Zunächst steht mit RGB ein zweiter, aktuell noch unbekannter Newcomer mit seinem DJ auf der Bühne. Die Abkürzung seines Künstlernamens steht für Rot, Grün, Blau – die Primärfarben, aus denen sich alle anderen Farbtöne des für den Menschen wahrnehmbaren Spektrums bilden lassen. Ähnlich vielfältig wie die Farbpalette ist auch seine Musik, die sich grob irgendwo zwischen Pop und Rap einordnen lässt. Mal kraftvoll, mal introvertiert und nachdenklich behandelt er härtere Themen wie Alkoholtherapie und Angststörungen in einem durchaus temporeichen und experimentierfreudigem musikalischen Spannungsfeld.

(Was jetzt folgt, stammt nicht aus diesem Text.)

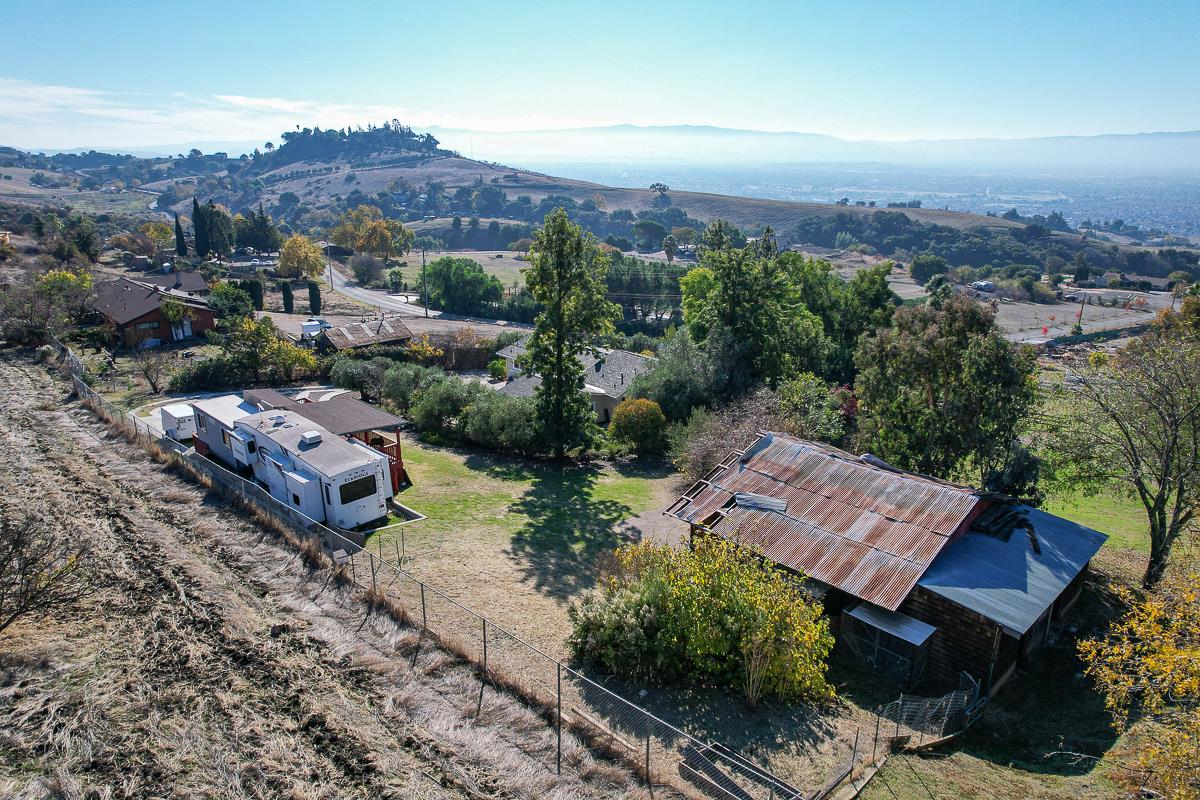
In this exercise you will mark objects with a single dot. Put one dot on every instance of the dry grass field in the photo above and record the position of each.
(213, 661)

Bei der zehnten Show seiner Tour benötigen Lostboi Lino und sein lautes Publikum kaum Anlaufmomente. Der Sänger mit den markanten, pinken Haaren, dem rebellischen Stil und der offensichtlichen „Fuck You“-Attitüde legt einen guten Start hin. Das Intro seines „Lost Tapes“ spiegelt genau diese Einstellung wider. Die Stimmung vor der Bühne ist ausgelassen, der Applaus lang und der Protagonist auf der Bühne in dicker Winterjacke noch warm eingepackt. Warm spielt er sich auch mit seiner Live-Band, bestehend aus Anna Thienes an der Gitarre und Michi Dreilich an den Drums, die beide eine Verstärkung und eine Bereicherung für die Musik sind.

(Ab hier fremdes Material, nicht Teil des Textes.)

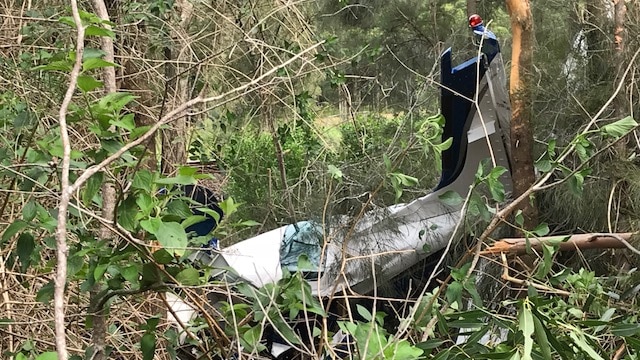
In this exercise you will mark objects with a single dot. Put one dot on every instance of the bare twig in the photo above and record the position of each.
(541, 287)
(580, 241)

Rund um seinen an Herbert Grönemeyer angelehnten Song „Männer“ wird die Szenerie gegen Mitte des Abends leider weniger ruhmreich. Auf die routinierten Fragen „Wo sind die Männer / wo sind die Frauen?“ folgt ein Satz wie „Würde sich jemand dazwischen einordnen?“. Vorne geht eine Hand hoch und sofort fliegt ein leerer Bierbecher in diese Richtung und rollt weiter auf die Bühne. Jemand aus dem Team um den Act sammelt diesen ein und baut sich für einige Minuten beobachtend am Bühnenrand auf. Der Vorfall wird aber mit keiner Silbe erwähnt, sonst hat es offenbar keiner gesehen oder es will keiner gesehen haben. Stattdessen wird der Song normal gespielt und Lino kommt oberkörperfrei zurück auf die Bühne – in Zeiten, in denen viele Venues darauf hinweisen, dass genau dies unter den Besuchern nicht erwünscht ist, ist es vorgelebt auf der Bühne verwerflich und im Gesamtkontext des davorliegenden Vorfalls geradezu bizarr.

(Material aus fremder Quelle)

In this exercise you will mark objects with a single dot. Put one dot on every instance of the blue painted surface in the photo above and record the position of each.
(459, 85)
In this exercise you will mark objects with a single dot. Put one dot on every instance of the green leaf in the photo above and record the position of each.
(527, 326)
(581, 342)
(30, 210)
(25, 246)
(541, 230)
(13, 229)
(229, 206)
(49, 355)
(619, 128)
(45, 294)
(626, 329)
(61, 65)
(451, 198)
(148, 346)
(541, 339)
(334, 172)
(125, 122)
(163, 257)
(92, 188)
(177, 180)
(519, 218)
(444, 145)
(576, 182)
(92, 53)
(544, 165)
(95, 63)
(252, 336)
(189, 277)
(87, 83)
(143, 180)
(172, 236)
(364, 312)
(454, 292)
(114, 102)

Im folgenden Set spielen Lostboi Lino und seine Band einige Stücke des neuen Albums „Phase“, das im Sommer erscheinen wird. Leider sind Teile des Publikums vorne zu diesem Zeitpunkt von einer Abi-Malleparty kaum zu unterscheiden. Bierselige Sprechchöre ohne Kontext hallen durch den Club und es wird unbehelligt geraucht. Zumindest den Gesten nach zu urteilen, scheint dies den Künstler selber zu stören, aber auch hierzu sagt er nichts. Immerhin bekommen die an der Musik interessierten Gäste mit der akustischen Zugabe noch den schönsten Moment des Abends geboten.